Hira Zena M, Gillies Duncan F
Department of Computing, Imperial College London, London, UK.
Cancer Inform. 2016 Sep 20;15:189-98. doi: 10.4137/CIN.S39859. eCollection 2016.
In order to provide the most effective therapy for cancer, it is important to be able to diagnose whether a patient's cancer will respond to a proposed treatment. Methylation profiling could contain information from which such predictions could be made. Currently, hypothesis testing is used to determine whether possible biomarkers for cancer progression produce statistically significant results.

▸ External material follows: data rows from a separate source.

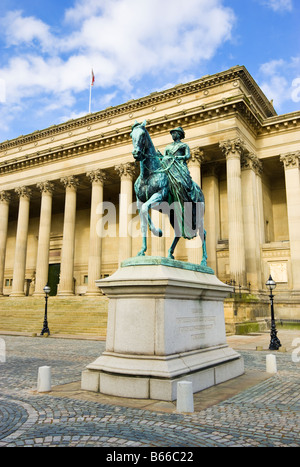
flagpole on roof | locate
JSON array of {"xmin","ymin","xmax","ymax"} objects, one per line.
[{"xmin": 89, "ymin": 69, "xmax": 95, "ymax": 114}]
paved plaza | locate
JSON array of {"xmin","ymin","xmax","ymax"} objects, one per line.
[{"xmin": 0, "ymin": 330, "xmax": 299, "ymax": 449}]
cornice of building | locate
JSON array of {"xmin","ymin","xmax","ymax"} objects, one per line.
[
  {"xmin": 259, "ymin": 110, "xmax": 300, "ymax": 135},
  {"xmin": 0, "ymin": 95, "xmax": 262, "ymax": 176},
  {"xmin": 0, "ymin": 66, "xmax": 299, "ymax": 176},
  {"xmin": 0, "ymin": 65, "xmax": 276, "ymax": 152}
]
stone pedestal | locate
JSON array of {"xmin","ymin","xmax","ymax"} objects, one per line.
[{"xmin": 81, "ymin": 257, "xmax": 244, "ymax": 401}]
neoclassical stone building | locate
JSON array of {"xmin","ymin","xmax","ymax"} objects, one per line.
[{"xmin": 0, "ymin": 65, "xmax": 299, "ymax": 327}]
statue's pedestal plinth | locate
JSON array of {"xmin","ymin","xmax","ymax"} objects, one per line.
[{"xmin": 81, "ymin": 257, "xmax": 244, "ymax": 401}]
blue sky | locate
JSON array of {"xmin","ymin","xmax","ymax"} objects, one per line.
[{"xmin": 0, "ymin": 0, "xmax": 299, "ymax": 142}]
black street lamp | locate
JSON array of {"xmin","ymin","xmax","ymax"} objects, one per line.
[
  {"xmin": 266, "ymin": 275, "xmax": 281, "ymax": 350},
  {"xmin": 41, "ymin": 284, "xmax": 51, "ymax": 336}
]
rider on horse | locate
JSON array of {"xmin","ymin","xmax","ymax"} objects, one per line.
[{"xmin": 160, "ymin": 127, "xmax": 205, "ymax": 240}]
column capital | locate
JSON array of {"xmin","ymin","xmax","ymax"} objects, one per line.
[
  {"xmin": 60, "ymin": 176, "xmax": 80, "ymax": 190},
  {"xmin": 115, "ymin": 162, "xmax": 136, "ymax": 180},
  {"xmin": 0, "ymin": 190, "xmax": 12, "ymax": 203},
  {"xmin": 37, "ymin": 181, "xmax": 55, "ymax": 194},
  {"xmin": 189, "ymin": 148, "xmax": 205, "ymax": 166},
  {"xmin": 280, "ymin": 151, "xmax": 300, "ymax": 170},
  {"xmin": 86, "ymin": 168, "xmax": 106, "ymax": 184},
  {"xmin": 15, "ymin": 186, "xmax": 32, "ymax": 199},
  {"xmin": 241, "ymin": 153, "xmax": 263, "ymax": 176},
  {"xmin": 220, "ymin": 138, "xmax": 245, "ymax": 159}
]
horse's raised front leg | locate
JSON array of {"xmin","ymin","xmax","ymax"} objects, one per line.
[
  {"xmin": 137, "ymin": 193, "xmax": 163, "ymax": 256},
  {"xmin": 148, "ymin": 213, "xmax": 163, "ymax": 237}
]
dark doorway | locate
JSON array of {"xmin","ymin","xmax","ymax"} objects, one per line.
[{"xmin": 48, "ymin": 264, "xmax": 60, "ymax": 296}]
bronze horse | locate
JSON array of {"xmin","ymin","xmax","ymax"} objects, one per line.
[{"xmin": 130, "ymin": 121, "xmax": 208, "ymax": 266}]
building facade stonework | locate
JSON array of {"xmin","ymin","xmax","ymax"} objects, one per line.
[{"xmin": 0, "ymin": 66, "xmax": 299, "ymax": 325}]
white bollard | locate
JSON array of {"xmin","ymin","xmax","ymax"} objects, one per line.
[
  {"xmin": 266, "ymin": 354, "xmax": 277, "ymax": 374},
  {"xmin": 37, "ymin": 366, "xmax": 52, "ymax": 392},
  {"xmin": 176, "ymin": 381, "xmax": 194, "ymax": 413}
]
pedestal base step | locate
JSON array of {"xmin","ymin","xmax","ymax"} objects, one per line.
[{"xmin": 81, "ymin": 347, "xmax": 244, "ymax": 401}]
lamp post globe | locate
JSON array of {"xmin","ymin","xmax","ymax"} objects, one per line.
[
  {"xmin": 43, "ymin": 285, "xmax": 51, "ymax": 295},
  {"xmin": 266, "ymin": 275, "xmax": 276, "ymax": 291}
]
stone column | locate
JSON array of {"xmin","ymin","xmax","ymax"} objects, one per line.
[
  {"xmin": 256, "ymin": 164, "xmax": 265, "ymax": 246},
  {"xmin": 202, "ymin": 165, "xmax": 220, "ymax": 273},
  {"xmin": 10, "ymin": 187, "xmax": 32, "ymax": 297},
  {"xmin": 0, "ymin": 191, "xmax": 11, "ymax": 295},
  {"xmin": 280, "ymin": 152, "xmax": 300, "ymax": 294},
  {"xmin": 58, "ymin": 176, "xmax": 79, "ymax": 296},
  {"xmin": 220, "ymin": 139, "xmax": 246, "ymax": 287},
  {"xmin": 186, "ymin": 148, "xmax": 205, "ymax": 264},
  {"xmin": 115, "ymin": 163, "xmax": 135, "ymax": 265},
  {"xmin": 241, "ymin": 154, "xmax": 263, "ymax": 291},
  {"xmin": 86, "ymin": 169, "xmax": 106, "ymax": 295},
  {"xmin": 188, "ymin": 148, "xmax": 204, "ymax": 187},
  {"xmin": 33, "ymin": 182, "xmax": 54, "ymax": 296}
]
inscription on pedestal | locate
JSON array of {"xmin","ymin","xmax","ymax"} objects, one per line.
[
  {"xmin": 170, "ymin": 303, "xmax": 219, "ymax": 351},
  {"xmin": 177, "ymin": 314, "xmax": 216, "ymax": 342}
]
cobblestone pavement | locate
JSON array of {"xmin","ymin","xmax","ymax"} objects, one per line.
[{"xmin": 0, "ymin": 331, "xmax": 299, "ymax": 449}]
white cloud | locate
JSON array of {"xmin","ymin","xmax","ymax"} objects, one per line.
[
  {"xmin": 0, "ymin": 1, "xmax": 236, "ymax": 102},
  {"xmin": 0, "ymin": 0, "xmax": 236, "ymax": 140},
  {"xmin": 0, "ymin": 79, "xmax": 5, "ymax": 103},
  {"xmin": 0, "ymin": 10, "xmax": 55, "ymax": 52},
  {"xmin": 260, "ymin": 0, "xmax": 293, "ymax": 12},
  {"xmin": 259, "ymin": 57, "xmax": 300, "ymax": 111}
]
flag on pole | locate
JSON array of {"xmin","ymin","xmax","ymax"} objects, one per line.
[{"xmin": 89, "ymin": 69, "xmax": 95, "ymax": 113}]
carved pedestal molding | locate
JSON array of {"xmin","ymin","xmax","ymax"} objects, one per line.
[
  {"xmin": 220, "ymin": 139, "xmax": 247, "ymax": 287},
  {"xmin": 33, "ymin": 182, "xmax": 55, "ymax": 296},
  {"xmin": 58, "ymin": 176, "xmax": 79, "ymax": 296},
  {"xmin": 10, "ymin": 187, "xmax": 32, "ymax": 296},
  {"xmin": 86, "ymin": 169, "xmax": 106, "ymax": 295},
  {"xmin": 115, "ymin": 163, "xmax": 136, "ymax": 265},
  {"xmin": 280, "ymin": 151, "xmax": 300, "ymax": 293},
  {"xmin": 0, "ymin": 191, "xmax": 11, "ymax": 295}
]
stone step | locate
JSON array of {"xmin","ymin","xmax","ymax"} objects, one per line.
[{"xmin": 0, "ymin": 296, "xmax": 108, "ymax": 338}]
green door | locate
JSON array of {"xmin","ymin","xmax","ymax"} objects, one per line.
[{"xmin": 48, "ymin": 264, "xmax": 60, "ymax": 296}]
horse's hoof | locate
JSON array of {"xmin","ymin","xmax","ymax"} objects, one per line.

However, this approach requires the identification of individual genes, or sets of genes, as candidate hypotheses, and with the increasing size of modern microarrays, this task is becoming progressively harder. Exhaustive testing of small sets of genes is computationally infeasible, and so hypothesis generation depends either on the use of established biological knowledge or on heuristic methods. As an alternative machine learning, methods can be used to identify groups of genes that are acting together within sets of cancer data and associate their behaviors with cancer progression. These methods have the advantage of being multivariate and unbiased but unfortunately also rapidly become computationally infeasible as the number of gene probes and datasets increases. To address this problem, we have investigated a way of utilizing prior knowledge to segment microarray datasets in such a way that machine learning can be used to identify candidate sets of genes for hypothesis testing. A methylation dataset is divided into subsets, where each subset contains only the probes that relate to a known gene pathway. Each of these pathway subsets is used independently for classification. The classification method is AdaBoost with decision trees as weak classifiers. Since each pathway subset contains a relatively small number of gene probes, it is possible to train and test its classification accuracy quickly and determine whether it has valuable diagnostic information. Finally, genes from successful pathway subsets can be combined to create a classifier of high accuracy.
为了提供最有效的癌症治疗方法,能够诊断患者的癌症是否会对提议的治疗产生反应非常重要。甲基化谱分析可能包含可用于进行此类预测的信息。目前,假设检验用于确定癌症进展的可能生物标志物是否产生具有统计学意义的结果。然而,这种方法需要将单个基因或基因集识别为候选假设,并且随着现代微阵列规模的不断增大,这项任务变得越来越困难。对小基因集进行详尽测试在计算上是不可行的,因此假设生成要么依赖于已有的生物学知识,要么依赖于启发式方法。作为一种替代方法,机器学习方法可用于识别在癌症数据集中共同起作用的基因组,并将它们的行为与癌症进展相关联。这些方法具有多变量且无偏的优点,但不幸的是,随着基因探针和数据集数量的增加,它们在计算上也很快变得不可行。为了解决这个问题,我们研究了一种利用先验知识对微阵列数据集进行分割的方法,以便可以使用机器学习来识别用于假设检验的候选基因集。一个甲基化数据集被分成多个子集,每个子集只包含与已知基因通路相关的探针。这些通路子集中的每一个都独立用于分类。分类方法是使用决策树作为弱分类器的AdaBoost算法。由于每个通路子集包含相对较少数量的基因探针,因此可以快速训练和测试其分类准确性,并确定它是否具有有价值的诊断信息。最后,可以将成功通路子集中的基因组合起来创建一个高精度的分类器。